On Wed, 2005-06-15 at 10:30, Magnus Fromreide wrote:
> Is there any documentation available for the north end
> interface of Net-SNMP?

Probably not, no.
It's not an area that we've needed to provide much explanation for.
The number of people working at that level is relatively small,
and we've tended to use the source :-)

There is a man page for "snmp_read" (which is at the heart of
all this), but it's not really very informative.

> As of today the only north ends that are implemented is SNMP and
> AgentX. The SNMP north end seems to be quite strongly entangled
> in the library

That's fair comment.

The Net-SNMP project probably suffers somewhat from the
incremental nature of its development.  The current status
isn't the result of clear design - it's "just growed".
So the "north end" code was implemented within the library
because that was the whole purpose of the package - the
agent received SNMP requests, which were unpacked by the
SNMP library.

It was really only with the addition of the AgentX support
that we needed to consider other possible mechanisms for
receiving requests.


>  and the AgentX one is not easy to follow either.
> 
> I dream of an agent built from modules where we could have
> multiple north ends (SNMP, AgentX, SMUX, whatever) that
> connect to a dispatch layer

The framework for that is more-or-less in place, and the
AgentX code (however convoluted) is probably the best
starting point.

If you look at 'agentx/master.c' or 'agentx/subagent.c',
you'll see that they open the session handle using the
call "snmp_open_ex()"  (rather than the simple "snmp_open")

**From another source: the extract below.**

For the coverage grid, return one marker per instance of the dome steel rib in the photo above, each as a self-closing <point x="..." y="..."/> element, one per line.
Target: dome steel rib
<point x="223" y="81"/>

This allows them to specify new routines to convert an
incoming data stream into a PDU structure (agentx_parse),
and encode a PDU structure into a suitable stream ready
for sending out (agentx_build).

The same approach could be used with any other "north end"
module.


That basically assumes that the encoded stream will be read
from or written to some form of file descriptor.  But the
modular transport mechanism already support alternative
approaches (see the 'snmpCallback' transport where the encoded
stream is really only dummy data anyway).

I don't know enough about how Windows DLLs work to comment on
how well these two mechanisms might be adapted.  But I hope that
gives you a basic idea of how things currently fit together.